Speaking at an event for Wired’s 25th anniversary in San Francisco, the online retailer’s founder and CEO said it was essential to help protect the country from outside threats, before criticizing those companies that refuse to work with the Pentagon.
“If big tech companies are going to turn their back on U.S. Department of Defense (DoD), this country is going to be in trouble,” said Bezos. “It doesn't make any sense to me,” he added in reference to other companies shunning government contracts. “One of the jobs of senior leadership is to make the right decision, even when it’s unpopular.”
Bezos, whose private space company Blue Origin recently won three government contracts collectively worth about $2 billion to supply rockets for Pentagon satellite launches, claimed that other tech firms should not cut ties with the Pentagon out of protest against the current government. “I know everybody is very conflicted about the current politics and so on,” he said. “But this is a great country and it does need to be defended.”
Amazon has faced criticism from a handful of its employees over some of the work it has done for the U.S. government, including facial recognition software that critics fear could be misused.
Similar pressures have so far led several of the online retailer’s biggest tech peers to withdraw from bidding on government contracts. Last week, Alphabet Inc.’s (GOOGL) Google pulled out of the running for a lucrative cloud-computing contract with the Pentagon based on concerns that it would clash with the company’s principles.
Google’s decision, which came shortly after it refused to renew a Pentagon contract for artificial intelligence (AI), paved the way for some of its rivals, including Amazon and Microsoft Corp. (MSFT), to win the Joint Enterprise Defense Infrastructure (JEDI) contract aimed at modernizing the military's computing systems.

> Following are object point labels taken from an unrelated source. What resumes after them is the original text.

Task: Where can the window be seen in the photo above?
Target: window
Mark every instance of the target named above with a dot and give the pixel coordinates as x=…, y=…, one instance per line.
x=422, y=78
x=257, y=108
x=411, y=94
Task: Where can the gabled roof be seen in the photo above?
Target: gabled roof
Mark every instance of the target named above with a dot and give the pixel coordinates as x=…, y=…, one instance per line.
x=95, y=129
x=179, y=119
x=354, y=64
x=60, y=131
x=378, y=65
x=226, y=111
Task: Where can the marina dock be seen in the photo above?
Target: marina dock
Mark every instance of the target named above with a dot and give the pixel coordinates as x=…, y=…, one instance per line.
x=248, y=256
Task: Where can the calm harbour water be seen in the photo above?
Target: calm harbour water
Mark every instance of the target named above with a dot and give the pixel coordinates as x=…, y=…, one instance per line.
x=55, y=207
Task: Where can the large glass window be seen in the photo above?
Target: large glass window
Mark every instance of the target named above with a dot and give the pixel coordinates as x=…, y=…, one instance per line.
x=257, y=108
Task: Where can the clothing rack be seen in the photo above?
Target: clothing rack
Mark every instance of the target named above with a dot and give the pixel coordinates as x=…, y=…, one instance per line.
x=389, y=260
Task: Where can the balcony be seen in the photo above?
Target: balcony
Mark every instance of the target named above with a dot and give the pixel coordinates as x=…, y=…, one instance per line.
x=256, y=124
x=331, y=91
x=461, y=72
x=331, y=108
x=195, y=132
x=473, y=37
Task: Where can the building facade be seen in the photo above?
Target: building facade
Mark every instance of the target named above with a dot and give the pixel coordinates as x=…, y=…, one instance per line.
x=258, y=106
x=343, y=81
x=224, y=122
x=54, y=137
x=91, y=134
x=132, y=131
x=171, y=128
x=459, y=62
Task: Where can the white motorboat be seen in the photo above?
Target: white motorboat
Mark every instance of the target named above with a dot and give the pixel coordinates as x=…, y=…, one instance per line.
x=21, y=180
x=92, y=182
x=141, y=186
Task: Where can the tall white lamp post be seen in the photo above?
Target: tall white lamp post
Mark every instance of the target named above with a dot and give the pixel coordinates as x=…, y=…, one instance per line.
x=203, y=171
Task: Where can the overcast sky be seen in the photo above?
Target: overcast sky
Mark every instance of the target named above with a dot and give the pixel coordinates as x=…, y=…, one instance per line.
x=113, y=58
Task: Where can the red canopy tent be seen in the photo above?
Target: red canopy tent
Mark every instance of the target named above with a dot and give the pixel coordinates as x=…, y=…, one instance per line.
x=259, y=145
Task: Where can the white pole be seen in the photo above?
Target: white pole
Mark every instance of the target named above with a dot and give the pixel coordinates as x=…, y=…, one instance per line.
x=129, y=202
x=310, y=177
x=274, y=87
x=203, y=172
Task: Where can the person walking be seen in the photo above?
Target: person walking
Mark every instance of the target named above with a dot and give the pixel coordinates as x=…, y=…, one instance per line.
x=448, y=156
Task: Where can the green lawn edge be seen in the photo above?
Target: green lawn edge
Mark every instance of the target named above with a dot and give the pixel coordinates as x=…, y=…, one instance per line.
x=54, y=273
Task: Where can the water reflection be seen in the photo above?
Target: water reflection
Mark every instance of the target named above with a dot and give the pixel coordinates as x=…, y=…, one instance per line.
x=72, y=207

Microsoft employees are against the company’s plans to bid for the $10 billion contract. In a letter, published on blogging site Medium, staff wrote that they joined Microsoft with “the expectation that the technologies we build will not cause harm or human suffering.”
In the letter, employees also accused Microsoft executives of betraying the company's previous pledges. Earlier this year, Microsoft published a report about AI being defined by six core principles: “fair, reliable and safe, private and secure, inclusive, transparent, and accountable.” JEDI, the employees added, ignores those principles in favor of "short-term profits.”